The government should introduce a tax relief for social impact investments in order to widen the sector’s attraction to the retail market, specialist ethical financial advisers have said ahead of the autumn statement.
A period of consultation on a possible tax relief was closed in July. It set out to create incentives for investors who were looking to put their money in social enterprises and other socially-focused investment products.
“Big Society Capital tell us that tax reliefs could generate an extra half a billion pounds in social investments over the next five years”, David Cameron said in a speech in June. “And I am determined that we should see the benefits of that.”
Speaking ahead of the autumn statement on Thursday, Julian Parrott, a partner and financial adviser at Ethical Futures in Edinburgh, said, “I feel that the time has come to create wider participation from retail investors in the growing social impact investing space.
“The growth in this sector sits very well with the government’s ‘big society’ agenda but is currently the preserve of charities, foundations and high net-worth philanthropists.

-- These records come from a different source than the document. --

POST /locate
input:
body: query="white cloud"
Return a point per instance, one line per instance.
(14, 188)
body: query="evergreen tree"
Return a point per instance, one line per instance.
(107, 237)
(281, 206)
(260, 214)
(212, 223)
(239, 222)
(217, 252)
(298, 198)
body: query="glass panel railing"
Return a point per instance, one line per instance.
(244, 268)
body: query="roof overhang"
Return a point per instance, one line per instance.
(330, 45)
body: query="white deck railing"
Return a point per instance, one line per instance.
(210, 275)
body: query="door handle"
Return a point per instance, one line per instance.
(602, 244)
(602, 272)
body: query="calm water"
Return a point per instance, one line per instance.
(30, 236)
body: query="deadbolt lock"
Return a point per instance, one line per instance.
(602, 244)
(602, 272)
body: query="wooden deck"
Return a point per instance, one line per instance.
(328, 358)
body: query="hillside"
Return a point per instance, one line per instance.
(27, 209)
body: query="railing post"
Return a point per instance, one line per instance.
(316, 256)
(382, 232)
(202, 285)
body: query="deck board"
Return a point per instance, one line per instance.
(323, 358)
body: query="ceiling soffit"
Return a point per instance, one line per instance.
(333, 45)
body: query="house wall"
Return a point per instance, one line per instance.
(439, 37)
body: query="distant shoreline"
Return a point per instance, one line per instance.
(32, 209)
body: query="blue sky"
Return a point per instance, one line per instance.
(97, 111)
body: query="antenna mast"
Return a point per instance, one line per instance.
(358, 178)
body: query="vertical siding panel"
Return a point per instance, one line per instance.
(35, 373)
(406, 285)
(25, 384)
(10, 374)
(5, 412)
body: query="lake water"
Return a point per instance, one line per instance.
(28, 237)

“Tax relief would give the market the impetus to create retail products, such as enterprise investment scheme (EIS) and venture capital trusts (VCT) which might be attractive to the smaller investor and help to grow the market through wider market participation.”
However, there are a number of regulatory obstacles to overcome before a social investment tax relief becomes viable, according to Mark Hoskin, a partner at London-based Holden & Partners. He said that while it “may be good PR for government”, the likelihood of such a product reaching the adviser community was slim given current regulations.

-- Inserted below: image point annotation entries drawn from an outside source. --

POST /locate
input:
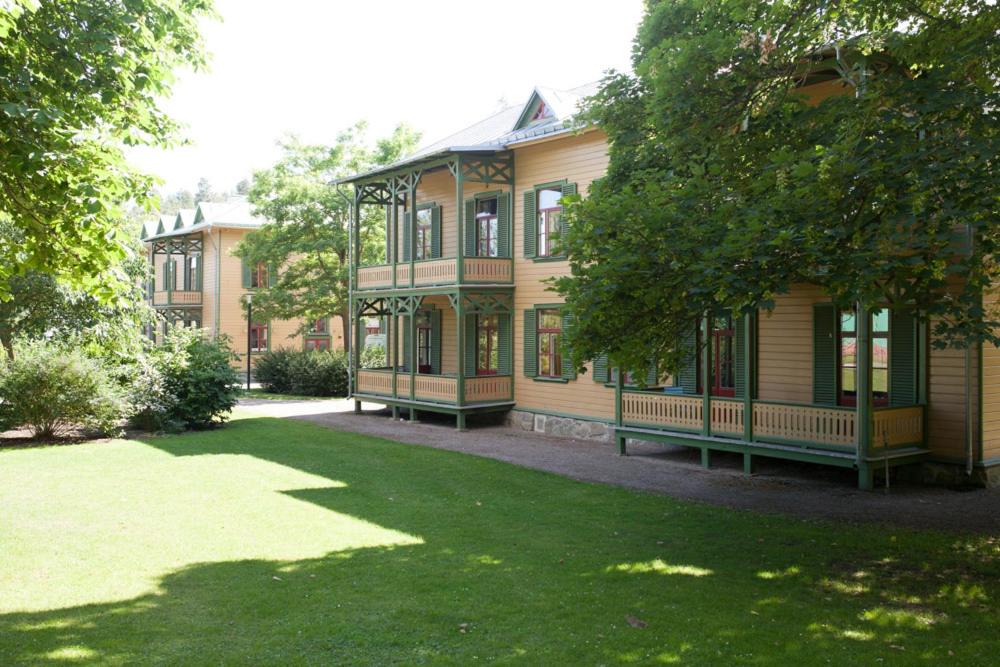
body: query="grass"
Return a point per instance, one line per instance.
(280, 542)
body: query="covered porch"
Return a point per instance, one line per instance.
(869, 433)
(447, 352)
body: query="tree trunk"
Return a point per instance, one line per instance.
(7, 339)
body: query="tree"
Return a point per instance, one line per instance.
(308, 237)
(38, 305)
(725, 187)
(79, 81)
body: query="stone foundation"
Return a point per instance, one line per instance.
(563, 427)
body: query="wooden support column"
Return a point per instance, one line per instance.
(619, 390)
(706, 377)
(412, 238)
(863, 387)
(460, 344)
(460, 221)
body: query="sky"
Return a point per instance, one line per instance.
(314, 67)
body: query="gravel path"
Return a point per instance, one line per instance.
(807, 491)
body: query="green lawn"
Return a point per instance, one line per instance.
(280, 542)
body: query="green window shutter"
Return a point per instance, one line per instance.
(407, 240)
(687, 377)
(568, 189)
(503, 224)
(903, 360)
(568, 369)
(436, 333)
(824, 354)
(470, 228)
(530, 225)
(471, 336)
(530, 344)
(506, 344)
(740, 362)
(436, 232)
(601, 373)
(406, 341)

“A key point to be made to the Financial Conduct Authority (FCA) would be that the motivation behind investors would not be totally financial. These types of investments lie between charity and investment”, Hoskin said.
He went on to suggest that the Treasury could place a cap of around £2,000 on contributions. This could reduce the consumer risk. He added, “At this level the FCA would allow the product to be marketed to retail investors without the need for specific advice.”

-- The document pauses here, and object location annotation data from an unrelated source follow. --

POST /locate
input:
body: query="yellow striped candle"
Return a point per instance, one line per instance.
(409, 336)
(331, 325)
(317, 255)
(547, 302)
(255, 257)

In addition to a carefully thought out social investment tax relief, Hoskin said he wanted to hear George Osborne deliver benefits to individual savings account (ISA) investors in the autumn statement.
He added, “I hope we hear about some extensions to the allowable investments within ISAs and no further tinkering to personal pensions, which is damaging the savings culture and encouraging more people to simply buy residential property, making residential property less and less accessible to the have-nots.”
The Telegraph reported on Tuesday that returns from crowdfunding products were set to be included in ISA investments.